B
Bradski
Guest
The threat of hell would seem to discount free will. At least, free will as I would understand it.Warned? By whom? When and where? If we would KNOW, really KNOW what the end result would be if we did not follow the commandments, if we would be given a SAMPLE of the suffering to experience ourselves, then no sane person would make that “choice”. No one chooses suffering.
Let’s say the state government decided that they had had enough of speeding drivers and they ramped up the penalty. Now, instead of demerit points on your license and a fine, the penalty is…death. If you exceed the limit by just 1 kph then you are taken to a place of execution and publicly hung, drawn and quartered. The Harbour bridge is festooned with the heads of those who thought that this might be some kind of joke.
Does it make any sense to then say that you have a free will choice to speed? I wouldn’t even drive anywhere, just in case. I don’t think that anyone would.

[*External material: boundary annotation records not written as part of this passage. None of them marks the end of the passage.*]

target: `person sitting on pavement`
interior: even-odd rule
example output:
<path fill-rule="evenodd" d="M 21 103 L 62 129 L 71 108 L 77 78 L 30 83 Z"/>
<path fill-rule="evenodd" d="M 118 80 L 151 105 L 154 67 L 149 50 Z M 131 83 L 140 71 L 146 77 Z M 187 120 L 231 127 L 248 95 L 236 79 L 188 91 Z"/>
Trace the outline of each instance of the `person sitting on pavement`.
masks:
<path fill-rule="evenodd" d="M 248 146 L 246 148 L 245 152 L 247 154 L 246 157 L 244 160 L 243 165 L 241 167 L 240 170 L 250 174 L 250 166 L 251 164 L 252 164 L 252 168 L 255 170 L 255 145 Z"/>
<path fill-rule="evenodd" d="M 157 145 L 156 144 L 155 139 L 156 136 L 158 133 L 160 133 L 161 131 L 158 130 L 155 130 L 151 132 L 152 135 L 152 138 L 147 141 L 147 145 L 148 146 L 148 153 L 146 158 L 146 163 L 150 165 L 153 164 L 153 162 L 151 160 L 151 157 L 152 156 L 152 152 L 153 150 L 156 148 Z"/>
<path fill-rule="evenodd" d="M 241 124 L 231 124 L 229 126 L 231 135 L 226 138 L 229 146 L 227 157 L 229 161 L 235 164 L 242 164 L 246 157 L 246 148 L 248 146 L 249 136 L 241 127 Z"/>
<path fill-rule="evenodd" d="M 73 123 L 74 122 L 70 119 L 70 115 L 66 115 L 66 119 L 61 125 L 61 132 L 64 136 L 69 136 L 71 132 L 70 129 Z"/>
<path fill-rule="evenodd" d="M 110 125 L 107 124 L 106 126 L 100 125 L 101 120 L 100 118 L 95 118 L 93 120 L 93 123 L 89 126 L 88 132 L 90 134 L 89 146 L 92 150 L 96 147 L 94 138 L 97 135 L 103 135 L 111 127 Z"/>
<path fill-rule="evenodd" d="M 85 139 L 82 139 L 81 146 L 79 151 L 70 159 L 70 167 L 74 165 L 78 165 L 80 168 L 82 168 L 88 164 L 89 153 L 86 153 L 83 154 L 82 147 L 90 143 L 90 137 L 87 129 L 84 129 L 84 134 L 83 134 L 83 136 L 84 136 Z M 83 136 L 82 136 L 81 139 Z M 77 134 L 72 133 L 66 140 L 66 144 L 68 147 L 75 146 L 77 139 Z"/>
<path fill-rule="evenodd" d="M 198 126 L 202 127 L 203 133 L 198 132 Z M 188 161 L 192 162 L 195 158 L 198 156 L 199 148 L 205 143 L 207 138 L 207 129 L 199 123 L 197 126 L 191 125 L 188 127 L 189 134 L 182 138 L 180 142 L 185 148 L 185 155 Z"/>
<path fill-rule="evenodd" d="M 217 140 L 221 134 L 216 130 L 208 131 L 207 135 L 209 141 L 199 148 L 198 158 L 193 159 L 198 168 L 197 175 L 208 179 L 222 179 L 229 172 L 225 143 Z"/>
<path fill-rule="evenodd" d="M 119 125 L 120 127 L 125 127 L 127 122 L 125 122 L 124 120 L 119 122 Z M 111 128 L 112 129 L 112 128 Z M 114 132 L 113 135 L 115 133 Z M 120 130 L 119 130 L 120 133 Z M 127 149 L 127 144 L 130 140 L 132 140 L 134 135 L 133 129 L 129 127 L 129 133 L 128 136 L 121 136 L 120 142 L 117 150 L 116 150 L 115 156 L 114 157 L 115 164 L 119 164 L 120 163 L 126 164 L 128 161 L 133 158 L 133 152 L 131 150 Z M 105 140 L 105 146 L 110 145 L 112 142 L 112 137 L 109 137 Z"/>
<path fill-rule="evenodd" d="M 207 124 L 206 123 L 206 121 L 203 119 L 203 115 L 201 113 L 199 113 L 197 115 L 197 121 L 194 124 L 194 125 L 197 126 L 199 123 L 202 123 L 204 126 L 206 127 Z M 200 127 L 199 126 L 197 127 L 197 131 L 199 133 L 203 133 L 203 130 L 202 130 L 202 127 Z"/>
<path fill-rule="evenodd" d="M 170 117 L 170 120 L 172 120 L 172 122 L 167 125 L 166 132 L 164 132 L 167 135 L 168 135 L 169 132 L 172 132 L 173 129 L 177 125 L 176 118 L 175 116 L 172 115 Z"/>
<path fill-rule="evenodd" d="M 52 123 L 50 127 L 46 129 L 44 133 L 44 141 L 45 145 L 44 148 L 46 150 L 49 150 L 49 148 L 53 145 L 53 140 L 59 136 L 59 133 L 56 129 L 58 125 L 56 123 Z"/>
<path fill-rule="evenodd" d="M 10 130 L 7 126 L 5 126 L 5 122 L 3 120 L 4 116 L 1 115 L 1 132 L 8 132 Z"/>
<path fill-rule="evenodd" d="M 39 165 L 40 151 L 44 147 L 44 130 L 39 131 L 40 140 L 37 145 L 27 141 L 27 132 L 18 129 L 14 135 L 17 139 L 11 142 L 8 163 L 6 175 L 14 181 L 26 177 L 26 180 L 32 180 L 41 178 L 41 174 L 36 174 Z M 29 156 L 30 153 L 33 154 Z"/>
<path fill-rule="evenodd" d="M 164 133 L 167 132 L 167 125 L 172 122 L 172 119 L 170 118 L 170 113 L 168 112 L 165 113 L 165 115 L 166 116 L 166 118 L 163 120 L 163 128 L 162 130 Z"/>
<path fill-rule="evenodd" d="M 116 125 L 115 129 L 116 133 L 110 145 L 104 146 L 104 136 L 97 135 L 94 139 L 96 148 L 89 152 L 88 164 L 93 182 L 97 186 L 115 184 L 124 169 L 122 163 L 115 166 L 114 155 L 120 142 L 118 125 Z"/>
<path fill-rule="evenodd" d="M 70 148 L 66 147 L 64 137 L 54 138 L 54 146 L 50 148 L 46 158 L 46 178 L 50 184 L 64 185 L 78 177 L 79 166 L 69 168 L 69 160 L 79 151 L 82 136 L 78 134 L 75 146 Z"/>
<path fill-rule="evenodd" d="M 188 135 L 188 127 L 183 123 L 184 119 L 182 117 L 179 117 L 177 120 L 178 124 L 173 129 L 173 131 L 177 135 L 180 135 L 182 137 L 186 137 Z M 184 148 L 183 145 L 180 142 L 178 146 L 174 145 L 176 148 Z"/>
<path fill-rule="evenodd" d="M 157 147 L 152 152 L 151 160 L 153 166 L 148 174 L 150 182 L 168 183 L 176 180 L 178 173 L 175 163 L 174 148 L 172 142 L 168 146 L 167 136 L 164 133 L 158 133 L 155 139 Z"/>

Yet consider the punishment for a mortal sin. Not a simple it’ll-be-over-shortly session with the State Torturer. This is ETERNAL torment. If it’s debatable that we lose free will if the choices are so abhorrent as to render them effectively meaningless, then hell, being the ultimate deterrent, not just a lifetime of torment but an ETERNITY of torment, must mean zero free will.
So people would not speed under any circumstances whatsoever, but good God fearin’ Christians will steal, murder, cheat, lie, fornicate and masturbate to their hearts desire. Something not right with the system somewhere.
As Sol says, if there were some sort of confirmation about the punishment in store, then we’d all be as good as gold. Like the heads on the Harbour Bridge immediately stop everyone from speeding.
And if you say you’d still have free will if the penalty of speeding was death, even after showing you the consequences, then you must agree that you’d still have free will if God gave you a peek at what might await you if you continue being a naughty boy.